By JONATHAN POWELL | China Daily Global | Updated: 2019-10-15 10:07

Protesters read mock-up newspapers as they take part in an Extinction Rebellion demonstration at Bank, in the City of London, on Monday. [HENRY NICHOLLS/REUTERS]

The Extinction Rebellion movement on Monday switched its focus toward companies funding and profiting from the climate emergency with a day of disruption in London's financial district.

Hundreds of protesters formed roadblocks in the City of London, bringing rush-hour traffic to a standstill, and several were arrested as police continued to clear the area.

In a statement, the group said: "The day of disruption, which aims to target financial institutions, seeks to highlight the far greater disruption faced by those living in the environments systematically being destroyed by British-backed companies.

"Extinction Rebellion this morning are disrupting the system bankrolling the environmental crisis.

"The ecological damage is global, and it is hitting the global South now."

According to Extinction Rebellion, also known as XR, coal, gas and mineral extraction, intensive farming and logging are all supported by investment from the City of London.

It states an analysis by Rainforest Action Network that shows that 33 big banks provided $654 billion to 1,800 fossil fuel companies last year-equivalent to 70 percent of the total capital expenditure of the entire fossil fuel industry last year, as calculated by the International Energy Agency.

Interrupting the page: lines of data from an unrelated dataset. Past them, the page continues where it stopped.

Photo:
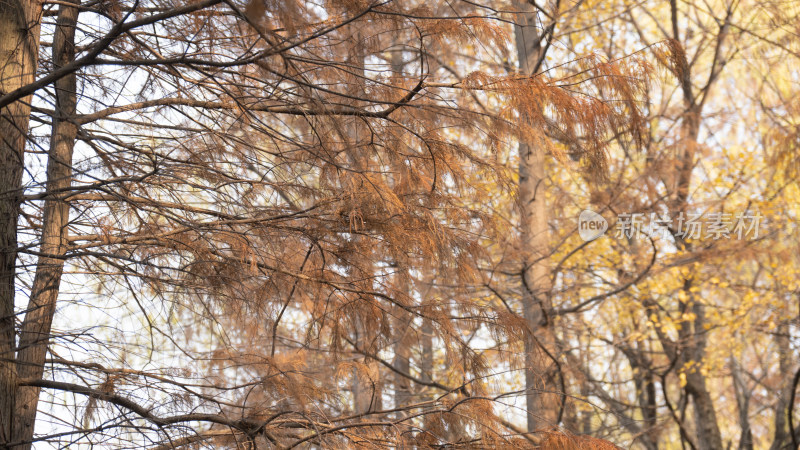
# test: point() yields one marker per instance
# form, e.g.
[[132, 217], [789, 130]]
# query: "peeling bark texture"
[[19, 42], [541, 408], [35, 330]]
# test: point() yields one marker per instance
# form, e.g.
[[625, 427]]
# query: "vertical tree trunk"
[[781, 435], [19, 45], [541, 408], [35, 331], [403, 340]]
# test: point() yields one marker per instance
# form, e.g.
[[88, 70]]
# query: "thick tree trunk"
[[35, 331], [19, 44], [541, 408]]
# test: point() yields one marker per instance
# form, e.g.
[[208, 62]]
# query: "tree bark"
[[35, 330], [541, 408], [19, 44]]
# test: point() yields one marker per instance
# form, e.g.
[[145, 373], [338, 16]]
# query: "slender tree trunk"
[[19, 45], [781, 435], [541, 408], [35, 331], [402, 349], [742, 405]]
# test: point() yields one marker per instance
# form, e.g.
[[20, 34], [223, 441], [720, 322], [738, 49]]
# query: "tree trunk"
[[781, 436], [541, 408], [35, 331], [19, 44]]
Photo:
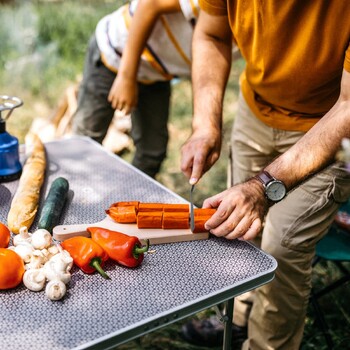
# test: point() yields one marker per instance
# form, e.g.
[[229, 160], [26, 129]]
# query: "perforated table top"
[[178, 280]]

Nine of the world's top fossil fuel investors of the last three years have major headquarters in the City, according to XR. The activists say "trillions of pounds" flow through the markets to generate profits for corporations "which fund ecocide and syphon those profits into offshore accounts, where no tax is paid.

"Much of the destruction being wrought against our world can be traced back to financial institutions rooted in the City," it said.

Carolina Rosa, an XR spokesperson said: "Financial institutions cannot indefinitely flout their obligations to our planet and its people without consequence.

"The biggest US banks are particularly active, we found, including JPMorgan Chase, Wells Fargo, Citi and Bank of America."

"City banks and oil corporations are pouring billions into new fossil fuel exploration and infrastructure, despite knowing that this will destroy any remaining hope of avoiding the United Nations target of 1.5 C rise in global temperatures," Rosa said.

XR claims that the total value of loans, bonds and shares underwritten by these banks has increased every year since the 2015 Paris Agreement on Climate Change.

Andrew Medhurst, a former Citytrader-turned full-time activist, told the Guardian that the financial industry needed to realize that some of the projects it was financing were "essentially leading us to destruction".

On Monday morning, London's Metropolitan Police announced there had been 1,336 arrests linked to the protests since they began.

XR describes itself as "an international movement that uses non-violent civil disobedience in an attempt to halt mass extinction and minimize the risk of social collapse".

It was launched in October 2018 when activists gathered on Parliament Square to announce a "declaration of rebellion against the UK government".

The group has planned two weeks of action in cities including Dublin, Berlin, Amsterdam and New York.